No infinitésimo que o separa da vitória no segundo turno, Lula só tem a insistir, para ganhá-lo, na fidelidade à opção pela mudança


A DIREITA fatura a nossa demissão cívica. Aí estão os votos de Clodovil e Enéas, na seqüência de Maluf, da larga maioria reeleita dos mensaleiros e sanguessugas e da perda de mandato por Biscaia, Paulo Delgado, Greenhalgh ou Delfim Netto, a definir a cara do Poder Legislativo que o Brasil quer.
O país que hesita entre Luiz Inácio Lula da Silva (PT) e Geraldo Alckmin (PSDB) se arrisca a perigosíssima renúncia cívica. Viveu o garrote do álibi moralista do status quo. Assistiu à autodesmoralização do Congresso Nacional, à perpetuação do caixa dois e à alforria ainda da corrupção política generalizada.
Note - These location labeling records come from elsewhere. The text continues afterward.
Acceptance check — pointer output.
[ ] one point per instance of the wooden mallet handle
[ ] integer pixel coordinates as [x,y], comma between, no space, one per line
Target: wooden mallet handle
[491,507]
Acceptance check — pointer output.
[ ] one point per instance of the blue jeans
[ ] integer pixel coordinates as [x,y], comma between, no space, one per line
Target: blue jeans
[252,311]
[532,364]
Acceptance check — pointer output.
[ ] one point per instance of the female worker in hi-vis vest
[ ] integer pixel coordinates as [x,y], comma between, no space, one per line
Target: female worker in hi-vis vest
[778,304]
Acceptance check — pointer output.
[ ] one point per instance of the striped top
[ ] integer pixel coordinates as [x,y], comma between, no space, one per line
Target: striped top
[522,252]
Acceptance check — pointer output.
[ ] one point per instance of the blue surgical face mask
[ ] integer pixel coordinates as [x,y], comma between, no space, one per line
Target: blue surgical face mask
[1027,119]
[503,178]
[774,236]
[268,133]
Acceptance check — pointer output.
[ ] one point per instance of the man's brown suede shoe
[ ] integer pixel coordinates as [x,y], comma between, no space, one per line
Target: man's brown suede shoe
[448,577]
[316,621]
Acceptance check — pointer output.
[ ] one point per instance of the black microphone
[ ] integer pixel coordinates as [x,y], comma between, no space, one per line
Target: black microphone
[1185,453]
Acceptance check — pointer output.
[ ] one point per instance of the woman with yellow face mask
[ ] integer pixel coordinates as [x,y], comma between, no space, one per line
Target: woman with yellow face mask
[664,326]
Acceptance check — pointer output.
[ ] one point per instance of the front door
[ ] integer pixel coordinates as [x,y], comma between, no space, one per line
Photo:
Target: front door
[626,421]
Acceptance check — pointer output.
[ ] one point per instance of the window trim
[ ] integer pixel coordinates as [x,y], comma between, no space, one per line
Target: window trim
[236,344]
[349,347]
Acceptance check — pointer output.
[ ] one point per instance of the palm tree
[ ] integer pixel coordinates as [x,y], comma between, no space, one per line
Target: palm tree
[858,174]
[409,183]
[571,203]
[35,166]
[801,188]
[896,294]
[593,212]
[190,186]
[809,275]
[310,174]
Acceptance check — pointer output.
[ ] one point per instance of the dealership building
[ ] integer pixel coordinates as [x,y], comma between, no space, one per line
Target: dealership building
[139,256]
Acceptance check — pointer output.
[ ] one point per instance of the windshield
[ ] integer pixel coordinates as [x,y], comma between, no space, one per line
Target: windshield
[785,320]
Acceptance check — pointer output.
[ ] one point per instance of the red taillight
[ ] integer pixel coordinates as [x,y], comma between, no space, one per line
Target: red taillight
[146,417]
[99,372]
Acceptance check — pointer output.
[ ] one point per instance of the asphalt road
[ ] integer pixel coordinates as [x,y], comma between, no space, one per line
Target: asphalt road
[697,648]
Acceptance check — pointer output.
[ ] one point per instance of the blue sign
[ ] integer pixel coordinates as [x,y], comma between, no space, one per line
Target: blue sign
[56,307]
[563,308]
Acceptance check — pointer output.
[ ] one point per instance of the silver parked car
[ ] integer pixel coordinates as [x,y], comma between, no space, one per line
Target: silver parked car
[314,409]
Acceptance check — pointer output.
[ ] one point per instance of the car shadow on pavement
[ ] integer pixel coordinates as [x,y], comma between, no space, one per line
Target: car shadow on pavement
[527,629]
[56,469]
Rachou-se, menos do que por uma fácil geografia regional, pela diferença dos toques de melhoria coletiva do país de fora.
O povo de Lula nele votou tanto quanto o Norte e o Nordeste experimentam hoje a expansão indiscutível de suas economias. E também por serem a área nacional menos exposta à tirania mediática ou do ouvido imposto do país-bem, onde se travestiu o Brasil do status quo. Foi o que se alienou por inteiro do escândalo parlamentar, como também dos seus vingadores, em alarmante insensibilidade nacional.
O mais adiantado dos eleitorados brasileiros é também -para a inquietação que apenas começa- o que indica essa teratologia de escolhas políticas, na tristeza estarrecedora dos mais votados em São Paulo.
Os catastrofistas de plantão estão aí para ver o quanto o termômetro democrático marca, sem quartel, o avanço -ou a regressão- da cultura cívica do país.
O voto grotesco anestesia o caminho à instabilidade institucional. Vai para além da desmobilização, entrando no cinismo político, inerme a para onde vá a nação, a que custo ou a que morfina. Desertou-se de vez do voto ideológico na insipidez ou no vácuo das propostas inodoras, inexistentes, de Alckmin.
A candidatura Lula da Silva se assentou -diante do massacre mediático- no seu eleitorado de base e nessa primeira consciência com que arranca seu rumo histórico, antes mesmo de um programa que explicite o projeto político. Tanto Lula sem o PT e sem herdeiros se transforma na opção pelo outro Brasil, tanto se impõe uma concentração de esquerda capaz de mobilizar a consciência de mudança, de vez, e resistir à impostura dos reformismos. Deveremos a Alckmin a desenvoltura com que se somam, em resultado nulo, o moralismo, a inércia política e, sobretudo, a vacuidade do anúncio desenvolvimentista, que se transformou em reflexo condicionado do nada a declarar.
Lula não perde mais, nos quase 49% de votos que demonstraram os números do país, a resistir à ciranda reformista contra o outro Brasil, que se delineia e vota, e sabe em quem. No infinitésimo que o separa da vitória no segundo turno, só tem a insistir, para ganhá-lo, na fidelidade à opção pela mudança, que resistiu aos pruridos da esquerda de Ipanema, à subcultura da radicalidade e à decepção com o partido diferente.
A história é trágica, tanto a democracia -e é hoje o nosso caso- passa por um voto livre, por isso mesmo exposto, também, a todas as manipulações. Mas nele votam agora os que não querem o Brasil de Clodovil ou Enéas. Ou, sobretudo, não se conformam apenas com o país decente, à custa da nação injusta.

CANDIDO MENDES , 79, membro da Academia Brasileira de Letras e da Comissão de Justiça e Paz, é presidente do "senior Board" do Conselho Internacional de Ciências Sociais da Unesco (Organização das Nações Unidas para a Educação, a Ciência e a Cultura).